Process group availability monitoring and alerting

Alerting on process availability by default tends to introduce a huge amount of alerting noise from processes that aren’t central to the success of your digital business. Typically, individual process availability isn’t crucial within dynamic microservices-based clusters, and so it doesn’t make sense to alert on the availability of individual processes, except when DESK determines that real users are affected by the issue.

However, you may have a number of highly critically-important processes that you want to monitor for availability. Or possibly you want to ensure that a cluster never has less than a specified minimum number of processes. For such scenarios, DESK allows you to select the availability alerting strategy that best meets your needs. This means that you can configure DESK to proactively alert you if any process or number of processes within a specific process group goes offline or crashes. Alerts include links to related DESK Problem pages (see example below), making it easy for you to access all the details related to an unavailable process so that you can quickly resolve the issue.

Problems page

Enable process-group availability alerting

Rather than enabling availability alerting globally across all process groups, we’ve made it so that you can enable availability alerting only for specific mission-critical process groups. To set up availability alerting for a process group:

  1. Select Technologies from the navigation menu.
  2. Select the process-group technology type.
  3. Scroll down and select the process group you’re interested in.
  4. Click the Process group details button to open the process group page.
  5. Click the Edit button to access the Process group settings page.
  6. Click Availability monitoring.
  7. From the drop list select If any process becomes unavailable or If service requests are impacted in case you want a process unavailable event to be generated if DESK detects active client requests hitting the selected process.

Alternatively, you can enable availability alerting for any individual process using the same Process group settings page.

  1. Select Hosts from the menu.
  2. Select the host that hosts the process you’re interested in.
  3. Scroll down and click the Consuming processes button.
  4. From the Process list, select the process group (or individual process) you’re interested in.
  5. Click the Browse () button and select Edit button to access the Process group settings page.
  6. Click Availability monitoring.
  7. From the drop list select If any process becomes unavailable.

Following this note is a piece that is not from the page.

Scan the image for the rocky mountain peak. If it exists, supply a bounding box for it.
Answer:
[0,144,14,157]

Process group anomaly detection within clusters

A “process group” is a group of processes that each do the same thing (for example, a group of identical Apache Tomcat web server processes that run concurrently on separate hosts). Each process in a process group (aka, a “cluster”) serves the same type of request. Typically, a load balancer is run in front of such a cluster.

In such scenarios, it makes sense to define a minimum number of process instances for each process group—the minimum number of processes that comprise a healthy cluster.

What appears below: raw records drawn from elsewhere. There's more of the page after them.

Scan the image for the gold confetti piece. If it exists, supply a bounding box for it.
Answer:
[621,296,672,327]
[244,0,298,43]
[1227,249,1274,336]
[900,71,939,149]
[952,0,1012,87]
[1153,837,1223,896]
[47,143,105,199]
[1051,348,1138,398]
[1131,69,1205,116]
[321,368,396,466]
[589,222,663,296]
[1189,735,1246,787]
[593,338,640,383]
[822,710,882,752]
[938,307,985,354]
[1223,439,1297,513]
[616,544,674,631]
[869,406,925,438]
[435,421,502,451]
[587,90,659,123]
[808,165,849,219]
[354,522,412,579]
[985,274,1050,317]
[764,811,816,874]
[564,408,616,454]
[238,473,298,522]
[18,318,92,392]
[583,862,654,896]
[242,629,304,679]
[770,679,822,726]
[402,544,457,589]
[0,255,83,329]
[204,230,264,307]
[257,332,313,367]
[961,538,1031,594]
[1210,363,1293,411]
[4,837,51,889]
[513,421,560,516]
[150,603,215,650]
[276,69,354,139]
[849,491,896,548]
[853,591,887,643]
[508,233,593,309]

To define a minimum number of instances for a process group:

  1. Select Technologies from the navigation menu.
  2. Select the tile of the process-group technology you want to configure (for example, Apache Tomcat). The related process groups are then displayed at the bottom of the page.
  3. Select the process group you want to configure. The process group view expands.
  4. Click the Process group details button to open the process group page.
  5. Click the Edit button to access the Process group settings page.
  6. Click Availability monitoring.
  7. From the drop list select If minimum threshold is not met and then enter the minimum number of process instances required for a healthy system.

Once defined, you will be alerted going forward if the number of processes in the process group falls below the minimum that you’ve set. Once the defined minimum number of instances is met, the problem is closed automatically.

process group availability